Intriguingly, Bowie’s record label released special 12” promos of the composition to clubs and DJs that just featured the track’s title (There was concern that Bowie’s name might have a negative impact when presented to club audiences). The approach seemed to work with ‘Pallas Athena’ becoming something of a club hit.
This method of hiding an older act’s name to prevent any misconceptions was also a ruse employed for OMD for one of the singles from their Liberator album in 1993.

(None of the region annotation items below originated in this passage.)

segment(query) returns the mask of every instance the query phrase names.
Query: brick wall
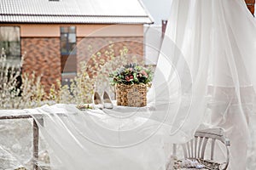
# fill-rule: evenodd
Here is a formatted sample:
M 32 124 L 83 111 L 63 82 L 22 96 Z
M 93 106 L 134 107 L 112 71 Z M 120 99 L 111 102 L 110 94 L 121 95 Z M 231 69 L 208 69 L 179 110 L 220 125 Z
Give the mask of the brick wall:
M 56 79 L 61 80 L 61 54 L 59 37 L 21 37 L 23 72 L 43 74 L 42 84 L 48 92 Z
M 255 0 L 245 0 L 248 9 L 251 11 L 253 14 L 254 14 L 254 4 L 255 4 Z
M 80 70 L 79 63 L 85 61 L 88 65 L 94 67 L 96 62 L 90 58 L 91 53 L 96 54 L 100 52 L 101 57 L 97 58 L 97 64 L 103 65 L 106 62 L 112 60 L 108 54 L 107 51 L 110 51 L 110 45 L 113 45 L 112 49 L 115 56 L 119 55 L 119 51 L 124 47 L 128 49 L 128 57 L 137 56 L 139 61 L 143 59 L 143 37 L 79 37 L 78 42 L 78 71 Z M 91 47 L 91 49 L 88 49 Z M 90 73 L 90 70 L 88 71 Z

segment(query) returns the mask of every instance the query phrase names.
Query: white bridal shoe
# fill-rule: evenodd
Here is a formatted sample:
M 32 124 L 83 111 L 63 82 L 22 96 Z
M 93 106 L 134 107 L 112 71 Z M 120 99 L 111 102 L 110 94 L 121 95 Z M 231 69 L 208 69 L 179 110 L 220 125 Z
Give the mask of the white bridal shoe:
M 94 109 L 103 109 L 104 105 L 102 104 L 100 94 L 97 92 L 94 93 L 93 95 L 93 108 Z
M 106 108 L 106 109 L 113 109 L 113 105 L 110 99 L 110 97 L 106 91 L 104 91 L 104 93 L 103 93 L 103 102 L 104 102 L 104 108 Z

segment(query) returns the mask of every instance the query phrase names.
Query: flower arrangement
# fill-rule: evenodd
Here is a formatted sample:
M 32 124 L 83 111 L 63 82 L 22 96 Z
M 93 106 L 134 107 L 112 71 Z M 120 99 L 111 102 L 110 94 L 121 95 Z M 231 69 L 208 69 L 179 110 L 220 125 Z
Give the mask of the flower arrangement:
M 149 84 L 153 79 L 150 69 L 140 66 L 136 63 L 125 65 L 109 74 L 111 84 Z

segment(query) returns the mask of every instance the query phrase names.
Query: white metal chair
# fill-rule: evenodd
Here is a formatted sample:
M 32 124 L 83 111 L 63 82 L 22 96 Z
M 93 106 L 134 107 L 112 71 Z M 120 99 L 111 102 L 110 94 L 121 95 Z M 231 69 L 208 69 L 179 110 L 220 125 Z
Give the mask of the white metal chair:
M 220 141 L 226 150 L 225 162 L 219 163 L 214 160 L 216 142 Z M 222 128 L 208 128 L 197 130 L 195 138 L 182 144 L 185 159 L 197 161 L 203 164 L 207 169 L 226 170 L 230 162 L 230 140 L 224 137 Z M 209 148 L 210 147 L 210 148 Z M 174 145 L 174 150 L 176 144 Z M 206 151 L 209 151 L 210 160 L 205 158 Z M 176 151 L 175 151 L 176 152 Z

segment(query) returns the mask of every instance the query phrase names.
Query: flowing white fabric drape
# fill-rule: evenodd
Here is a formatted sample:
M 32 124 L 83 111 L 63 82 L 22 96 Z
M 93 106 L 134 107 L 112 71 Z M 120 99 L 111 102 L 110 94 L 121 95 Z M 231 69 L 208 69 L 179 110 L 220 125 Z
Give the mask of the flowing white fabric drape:
M 255 31 L 243 0 L 173 0 L 148 107 L 36 110 L 45 114 L 39 128 L 51 167 L 165 169 L 163 143 L 186 142 L 201 125 L 223 128 L 231 143 L 229 168 L 246 169 Z
M 174 0 L 166 32 L 192 75 L 195 101 L 185 124 L 194 128 L 204 115 L 207 126 L 224 128 L 230 139 L 232 170 L 246 169 L 248 144 L 253 142 L 249 118 L 256 89 L 255 31 L 243 0 Z

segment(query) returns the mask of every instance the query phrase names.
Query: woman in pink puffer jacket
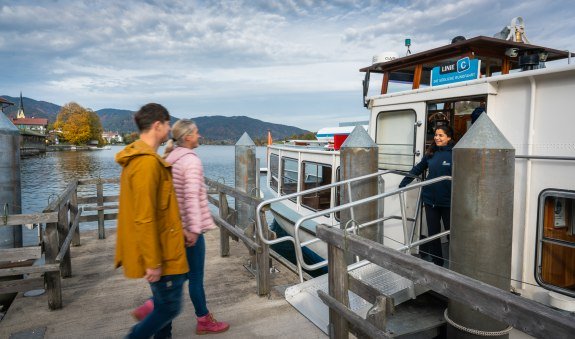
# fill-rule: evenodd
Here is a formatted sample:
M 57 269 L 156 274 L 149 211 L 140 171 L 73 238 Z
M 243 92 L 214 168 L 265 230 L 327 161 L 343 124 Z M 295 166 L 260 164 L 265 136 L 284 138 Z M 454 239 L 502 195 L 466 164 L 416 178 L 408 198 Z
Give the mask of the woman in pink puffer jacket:
M 172 127 L 172 135 L 164 157 L 172 164 L 174 189 L 184 225 L 186 256 L 190 267 L 188 291 L 198 318 L 196 334 L 224 332 L 230 325 L 217 321 L 208 311 L 204 292 L 206 244 L 203 233 L 216 228 L 216 225 L 208 208 L 202 162 L 193 151 L 199 146 L 200 134 L 192 120 L 182 119 Z M 133 312 L 136 318 L 144 317 L 147 310 L 153 309 L 150 301 L 146 303 Z

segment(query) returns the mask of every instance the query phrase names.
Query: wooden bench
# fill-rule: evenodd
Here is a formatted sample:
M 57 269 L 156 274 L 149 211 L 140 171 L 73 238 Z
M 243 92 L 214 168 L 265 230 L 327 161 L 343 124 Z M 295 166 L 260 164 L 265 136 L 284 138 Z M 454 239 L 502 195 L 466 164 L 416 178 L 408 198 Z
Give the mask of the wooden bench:
M 60 265 L 33 265 L 42 257 L 40 246 L 0 249 L 0 294 L 26 292 L 46 287 L 48 279 L 60 286 Z M 43 275 L 43 276 L 42 276 Z

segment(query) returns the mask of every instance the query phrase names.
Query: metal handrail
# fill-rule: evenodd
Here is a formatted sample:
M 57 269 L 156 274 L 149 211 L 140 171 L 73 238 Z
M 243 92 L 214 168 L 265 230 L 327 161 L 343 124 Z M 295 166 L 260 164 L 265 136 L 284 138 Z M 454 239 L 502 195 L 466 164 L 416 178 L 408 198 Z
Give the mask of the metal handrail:
M 304 191 L 294 192 L 294 193 L 290 193 L 290 194 L 283 195 L 283 196 L 281 196 L 281 197 L 272 198 L 272 199 L 268 199 L 268 200 L 262 201 L 262 202 L 257 206 L 257 208 L 256 208 L 256 227 L 257 227 L 257 234 L 258 234 L 258 236 L 260 237 L 260 239 L 262 240 L 262 242 L 263 242 L 264 244 L 267 244 L 267 245 L 275 245 L 275 244 L 278 244 L 278 243 L 281 243 L 281 242 L 291 241 L 291 242 L 294 244 L 294 248 L 296 248 L 296 247 L 297 247 L 297 246 L 296 246 L 296 242 L 295 242 L 294 237 L 292 237 L 292 236 L 287 235 L 287 236 L 283 236 L 283 237 L 280 237 L 280 238 L 277 238 L 277 239 L 273 239 L 273 240 L 266 239 L 266 238 L 264 237 L 264 234 L 263 234 L 263 226 L 262 226 L 263 223 L 262 223 L 262 220 L 261 220 L 261 218 L 262 218 L 262 213 L 261 213 L 261 211 L 263 210 L 264 206 L 271 205 L 272 203 L 280 202 L 280 201 L 283 201 L 283 200 L 288 200 L 288 199 L 297 198 L 298 196 L 307 195 L 307 194 L 310 194 L 310 193 L 315 193 L 315 192 L 319 192 L 319 191 L 331 189 L 331 188 L 337 187 L 337 186 L 342 186 L 342 185 L 346 185 L 346 184 L 349 185 L 349 184 L 352 183 L 352 182 L 361 181 L 361 180 L 366 180 L 366 179 L 370 179 L 370 178 L 378 177 L 378 176 L 383 176 L 383 175 L 389 174 L 389 173 L 401 174 L 402 176 L 410 176 L 410 177 L 413 177 L 414 179 L 419 179 L 419 177 L 414 176 L 414 175 L 411 175 L 411 174 L 409 174 L 409 173 L 404 173 L 404 172 L 400 172 L 400 171 L 397 171 L 397 170 L 387 170 L 387 171 L 382 171 L 382 172 L 370 173 L 370 174 L 366 174 L 366 175 L 359 176 L 359 177 L 355 177 L 355 178 L 351 178 L 351 179 L 341 180 L 341 181 L 334 182 L 334 183 L 331 183 L 331 184 L 327 184 L 327 185 L 323 185 L 323 186 L 319 186 L 319 187 L 314 187 L 314 188 L 310 188 L 310 189 L 307 189 L 307 190 L 304 190 Z M 350 186 L 348 186 L 348 188 L 350 188 Z M 321 213 L 320 215 L 324 215 L 324 214 L 327 214 L 327 213 L 325 212 L 325 210 L 324 210 L 323 213 Z M 318 240 L 318 241 L 319 241 L 319 240 Z M 310 243 L 307 242 L 307 244 L 310 244 Z M 302 246 L 302 245 L 300 244 L 300 246 Z M 298 253 L 298 252 L 301 252 L 301 247 L 296 248 L 295 251 L 296 251 L 296 258 L 298 258 L 297 253 Z M 303 257 L 303 255 L 300 255 L 300 257 Z M 297 264 L 297 268 L 298 268 L 298 274 L 299 274 L 300 280 L 301 280 L 301 279 L 303 279 L 302 266 L 301 266 L 301 263 L 300 263 L 300 260 L 299 260 L 299 259 L 296 260 L 296 261 L 297 261 L 296 264 Z
M 398 189 L 395 189 L 395 190 L 390 191 L 390 192 L 381 193 L 381 194 L 378 194 L 378 195 L 373 195 L 373 196 L 371 196 L 371 197 L 367 197 L 367 198 L 364 198 L 364 199 L 360 199 L 360 200 L 357 200 L 357 201 L 353 201 L 353 202 L 350 202 L 350 203 L 347 203 L 347 204 L 344 204 L 344 205 L 336 206 L 336 207 L 333 207 L 333 208 L 330 208 L 330 209 L 327 209 L 327 210 L 324 210 L 324 211 L 321 211 L 321 212 L 316 212 L 316 213 L 312 213 L 312 214 L 309 214 L 309 215 L 306 215 L 306 216 L 302 216 L 301 218 L 298 219 L 298 221 L 297 221 L 297 222 L 295 223 L 295 225 L 294 225 L 294 236 L 295 236 L 295 237 L 294 237 L 294 238 L 295 238 L 295 246 L 294 246 L 294 247 L 295 247 L 295 250 L 296 250 L 296 257 L 297 257 L 298 263 L 301 261 L 301 267 L 302 267 L 302 268 L 304 268 L 304 269 L 306 269 L 306 270 L 312 270 L 312 271 L 313 271 L 313 270 L 316 270 L 316 269 L 319 269 L 319 268 L 324 267 L 324 266 L 327 265 L 327 260 L 321 261 L 321 262 L 316 263 L 316 264 L 313 264 L 313 265 L 307 265 L 307 264 L 305 263 L 305 261 L 303 260 L 303 254 L 302 254 L 302 252 L 301 252 L 301 247 L 300 247 L 301 242 L 300 242 L 300 240 L 299 240 L 299 229 L 300 229 L 300 227 L 301 227 L 301 225 L 302 225 L 302 223 L 303 223 L 304 221 L 309 220 L 309 219 L 313 219 L 313 218 L 317 218 L 317 217 L 319 217 L 319 216 L 321 216 L 321 215 L 323 215 L 323 214 L 326 214 L 326 213 L 339 212 L 339 211 L 345 210 L 345 209 L 347 209 L 347 208 L 351 208 L 351 207 L 358 206 L 358 205 L 361 205 L 361 204 L 364 204 L 364 203 L 368 203 L 368 202 L 371 202 L 371 201 L 375 201 L 375 200 L 387 198 L 387 197 L 390 197 L 390 196 L 393 196 L 393 195 L 397 195 L 397 194 L 403 195 L 403 194 L 405 194 L 405 192 L 407 192 L 407 191 L 410 191 L 410 190 L 413 190 L 413 189 L 416 189 L 416 188 L 421 188 L 421 187 L 423 187 L 423 186 L 431 185 L 431 184 L 434 184 L 434 183 L 437 183 L 437 182 L 440 182 L 440 181 L 444 181 L 444 180 L 451 180 L 451 177 L 450 177 L 450 176 L 441 176 L 441 177 L 438 177 L 438 178 L 434 178 L 434 179 L 426 180 L 426 181 L 423 181 L 423 182 L 420 182 L 420 183 L 417 183 L 417 184 L 413 184 L 413 185 L 410 185 L 410 186 L 408 186 L 408 187 L 398 188 Z M 402 211 L 402 213 L 403 213 L 403 212 L 404 212 L 404 211 Z M 360 228 L 361 228 L 361 226 L 360 226 Z M 426 239 L 424 239 L 424 240 L 420 240 L 420 241 L 418 241 L 417 243 L 418 243 L 418 244 L 423 244 L 423 243 L 426 243 L 426 242 L 431 241 L 431 240 L 434 240 L 434 239 L 436 239 L 436 238 L 429 237 L 429 238 L 426 238 Z M 415 244 L 415 243 L 414 243 L 414 244 Z M 413 244 L 408 244 L 407 246 L 408 246 L 407 248 L 409 249 L 409 248 L 412 248 L 414 245 L 413 245 Z M 302 275 L 300 275 L 300 281 L 302 281 Z M 303 281 L 302 281 L 302 282 L 303 282 Z
M 277 198 L 273 198 L 273 199 L 269 199 L 269 200 L 263 201 L 263 202 L 261 202 L 261 203 L 257 206 L 257 208 L 256 208 L 256 226 L 257 226 L 258 236 L 260 237 L 260 239 L 262 240 L 262 242 L 265 243 L 265 244 L 267 244 L 267 245 L 274 245 L 274 244 L 277 244 L 277 243 L 280 243 L 280 242 L 291 241 L 291 242 L 294 244 L 294 250 L 295 250 L 295 252 L 296 252 L 296 259 L 297 259 L 297 260 L 296 260 L 296 263 L 297 263 L 298 274 L 299 274 L 299 276 L 300 276 L 300 280 L 303 281 L 303 268 L 306 268 L 306 269 L 308 269 L 308 270 L 309 270 L 309 269 L 314 270 L 314 269 L 323 267 L 323 266 L 325 266 L 325 265 L 327 264 L 327 261 L 323 261 L 323 262 L 318 263 L 318 264 L 316 264 L 316 265 L 311 265 L 311 266 L 310 266 L 310 265 L 307 265 L 307 264 L 303 261 L 303 254 L 302 254 L 302 250 L 301 250 L 302 247 L 307 246 L 307 245 L 310 245 L 310 244 L 312 244 L 312 243 L 315 243 L 315 242 L 319 241 L 319 239 L 317 239 L 317 238 L 312 239 L 312 240 L 309 240 L 309 241 L 306 241 L 306 242 L 304 242 L 304 243 L 302 243 L 302 242 L 299 240 L 299 228 L 300 228 L 301 224 L 303 223 L 303 221 L 308 220 L 308 219 L 313 219 L 313 218 L 316 218 L 316 217 L 319 217 L 319 216 L 322 216 L 322 215 L 325 215 L 325 214 L 330 214 L 330 213 L 334 213 L 334 212 L 337 212 L 337 211 L 341 211 L 341 210 L 344 210 L 344 209 L 347 209 L 347 208 L 350 208 L 350 209 L 351 209 L 352 220 L 353 220 L 353 214 L 354 214 L 354 213 L 353 213 L 353 207 L 355 207 L 355 206 L 357 206 L 357 205 L 360 205 L 360 204 L 365 203 L 365 202 L 370 202 L 370 201 L 373 201 L 373 200 L 378 200 L 378 199 L 381 199 L 381 198 L 385 198 L 385 197 L 388 197 L 388 196 L 392 196 L 392 195 L 394 195 L 394 194 L 400 194 L 400 196 L 403 197 L 404 193 L 407 192 L 407 191 L 410 191 L 410 190 L 413 190 L 413 189 L 420 189 L 420 188 L 423 187 L 423 186 L 430 185 L 430 184 L 433 184 L 433 183 L 438 182 L 438 181 L 451 180 L 451 177 L 449 177 L 449 176 L 440 177 L 440 178 L 428 180 L 428 181 L 426 181 L 426 182 L 424 182 L 424 183 L 417 183 L 417 184 L 411 185 L 411 186 L 409 186 L 409 187 L 400 188 L 400 189 L 398 189 L 398 190 L 394 190 L 394 191 L 391 191 L 391 192 L 389 192 L 389 193 L 378 194 L 378 195 L 375 195 L 375 196 L 372 196 L 372 197 L 369 197 L 369 198 L 366 198 L 366 199 L 358 200 L 358 201 L 356 201 L 356 202 L 350 202 L 350 203 L 347 203 L 347 204 L 344 204 L 344 205 L 340 205 L 340 206 L 338 206 L 338 207 L 332 207 L 332 208 L 327 209 L 327 210 L 318 211 L 318 212 L 316 212 L 316 213 L 312 213 L 312 214 L 310 214 L 310 215 L 307 215 L 307 216 L 305 216 L 305 217 L 302 217 L 302 218 L 300 218 L 300 219 L 298 220 L 298 222 L 296 222 L 297 227 L 294 226 L 294 236 L 295 236 L 295 237 L 292 237 L 292 236 L 289 236 L 289 235 L 288 235 L 288 236 L 280 237 L 280 238 L 273 239 L 273 240 L 269 240 L 269 239 L 266 239 L 266 238 L 264 237 L 264 235 L 263 235 L 263 226 L 262 226 L 263 223 L 262 223 L 262 221 L 261 221 L 261 216 L 262 216 L 261 211 L 262 211 L 262 209 L 264 208 L 264 206 L 271 205 L 271 204 L 274 203 L 274 202 L 279 202 L 279 201 L 282 201 L 282 200 L 292 199 L 292 198 L 294 198 L 294 197 L 298 197 L 298 196 L 301 196 L 301 195 L 307 195 L 307 194 L 310 194 L 310 193 L 314 193 L 314 192 L 318 192 L 318 191 L 322 191 L 322 190 L 326 190 L 326 189 L 331 189 L 332 187 L 337 187 L 337 186 L 342 186 L 342 185 L 347 185 L 347 186 L 348 186 L 348 191 L 351 191 L 351 185 L 350 185 L 350 184 L 351 184 L 352 182 L 361 181 L 361 180 L 365 180 L 365 179 L 369 179 L 369 178 L 373 178 L 373 177 L 380 177 L 380 176 L 383 177 L 383 175 L 385 175 L 385 174 L 400 174 L 400 175 L 402 175 L 402 176 L 411 176 L 411 177 L 413 177 L 413 178 L 419 179 L 418 177 L 413 176 L 413 175 L 410 175 L 410 174 L 405 173 L 405 172 L 400 172 L 400 171 L 396 171 L 396 170 L 387 170 L 387 171 L 383 171 L 383 172 L 370 173 L 370 174 L 367 174 L 367 175 L 364 175 L 364 176 L 360 176 L 360 177 L 356 177 L 356 178 L 352 178 L 352 179 L 347 179 L 347 180 L 342 180 L 342 181 L 338 181 L 338 182 L 331 183 L 331 184 L 328 184 L 328 185 L 324 185 L 324 186 L 320 186 L 320 187 L 315 187 L 315 188 L 311 188 L 311 189 L 308 189 L 308 190 L 304 190 L 304 191 L 300 191 L 300 192 L 295 192 L 295 193 L 291 193 L 291 194 L 284 195 L 284 196 L 281 196 L 281 197 L 277 197 Z M 419 211 L 419 199 L 420 199 L 420 198 L 418 197 L 418 201 L 417 201 L 417 206 L 418 206 L 418 207 L 417 207 L 417 210 L 416 210 L 416 215 L 417 215 L 417 213 L 418 213 L 418 211 Z M 350 201 L 351 201 L 351 196 L 350 196 Z M 402 223 L 403 223 L 403 225 L 404 225 L 404 234 L 405 234 L 405 236 L 406 236 L 405 239 L 406 239 L 406 241 L 408 242 L 408 245 L 409 245 L 409 244 L 411 244 L 411 240 L 412 240 L 413 235 L 414 235 L 414 230 L 415 230 L 415 225 L 416 225 L 416 222 L 415 222 L 415 221 L 416 221 L 417 218 L 415 218 L 415 219 L 410 219 L 410 221 L 414 221 L 414 223 L 413 223 L 413 227 L 412 227 L 411 233 L 408 235 L 408 234 L 407 234 L 407 231 L 406 231 L 406 230 L 407 230 L 407 226 L 406 226 L 406 225 L 407 225 L 407 220 L 408 220 L 408 218 L 405 217 L 405 214 L 406 214 L 406 213 L 405 213 L 405 204 L 402 204 L 402 217 L 401 217 L 401 219 L 402 219 Z M 396 218 L 396 217 L 380 218 L 380 219 L 377 219 L 377 220 L 374 220 L 374 221 L 371 221 L 371 222 L 368 222 L 368 223 L 364 223 L 363 225 L 358 226 L 358 227 L 355 227 L 355 226 L 354 226 L 354 227 L 350 228 L 350 230 L 351 230 L 351 231 L 354 231 L 354 230 L 356 230 L 356 229 L 363 228 L 363 227 L 368 227 L 368 226 L 377 224 L 378 222 L 385 221 L 385 220 L 392 219 L 392 218 Z M 430 241 L 430 240 L 428 240 L 428 241 Z M 411 247 L 413 247 L 413 246 L 410 246 L 409 248 L 411 248 Z M 320 266 L 319 264 L 321 264 L 321 266 Z
M 261 217 L 260 217 L 261 211 L 263 210 L 264 206 L 271 205 L 271 204 L 273 204 L 273 203 L 275 203 L 275 202 L 280 202 L 280 201 L 283 201 L 283 200 L 288 200 L 288 199 L 292 199 L 292 198 L 297 198 L 298 196 L 307 195 L 307 194 L 310 194 L 310 193 L 315 193 L 315 192 L 323 191 L 323 190 L 326 190 L 326 189 L 331 189 L 331 188 L 333 188 L 333 187 L 337 187 L 337 186 L 341 186 L 341 185 L 347 184 L 348 182 L 351 183 L 351 182 L 355 182 L 355 181 L 370 179 L 370 178 L 377 177 L 377 176 L 384 175 L 384 174 L 388 174 L 388 173 L 396 173 L 396 174 L 399 174 L 399 171 L 389 170 L 389 171 L 383 171 L 383 172 L 370 173 L 370 174 L 366 174 L 366 175 L 363 175 L 363 176 L 360 176 L 360 177 L 356 177 L 356 178 L 352 178 L 352 179 L 347 179 L 347 180 L 342 180 L 342 181 L 334 182 L 334 183 L 331 183 L 331 184 L 327 184 L 327 185 L 323 185 L 323 186 L 318 186 L 318 187 L 310 188 L 310 189 L 307 189 L 307 190 L 304 190 L 304 191 L 294 192 L 294 193 L 282 195 L 281 197 L 272 198 L 272 199 L 268 199 L 268 200 L 262 201 L 262 202 L 256 207 L 256 225 L 257 225 L 257 228 L 258 228 L 258 235 L 259 235 L 259 237 L 261 238 L 262 242 L 263 242 L 264 244 L 267 244 L 267 245 L 275 245 L 275 244 L 277 244 L 277 243 L 284 242 L 284 241 L 290 241 L 290 240 L 293 242 L 293 237 L 291 237 L 291 236 L 285 236 L 285 237 L 281 237 L 281 238 L 277 238 L 277 239 L 273 239 L 273 240 L 269 240 L 269 239 L 266 239 L 266 238 L 264 237 L 264 235 L 263 235 L 263 226 L 262 226 L 263 223 L 262 223 Z M 402 173 L 402 175 L 406 175 L 406 174 L 405 174 L 405 173 Z M 322 215 L 323 215 L 323 214 L 326 214 L 326 213 L 324 212 L 324 213 L 322 213 Z M 288 239 L 288 238 L 291 238 L 291 239 Z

I Can’t Give Everything Away (2016)
Bowie’s final album Blackstar was critically acclaimed and ‘I Can’t Give Everything Away’ could be viewed as perhaps the perfect bookend to Bowie’s electronic work. The composition is a lush lounge pop affair with some emphatic percussion and subtle synth flourishes.
A reworked version of the song, known as ‘I Can’t Give Everything Away (Farewell Mix)’, was performed by Nine Inch Nails. Trent Reznor commented that he made the remix as a healing factor to cope with Bowie’s death.
Outside of collecting the various albums that these tracks feature on, a box set capturing Bowie’s crucial 70s/80s output is also available.
A New Career in a New Town (1977–1982) covers the period of Bowie’s career from 1977 to 1982, including his ‘Berlin Trilogy’ albums, over eleven CDs (or thirteen LPs). Exclusive to the box set are a “Heroes” EP, which compiles album and single versions of the song that were recorded in German and French, a new version of Lodger (1979), remixed by co-producer Tony Visconti, and Re:Call 3, a compilation of non-album singles, single versions, and B-sides.
The box set also includes remastered editions of Low, “Heroes”, Lodger, Stage and Scary Monsters… and Super Creeps. The box set did raise some controversy on its release back in 2017, however.
The set comes with a hardcover book with photographs by Anton Corbijn, Helmut Newton, Andrew Kent, Steve Schapiro, Duffy and many others, as well as historical press reviews and technical notes about the albums from producer Tony Visconti.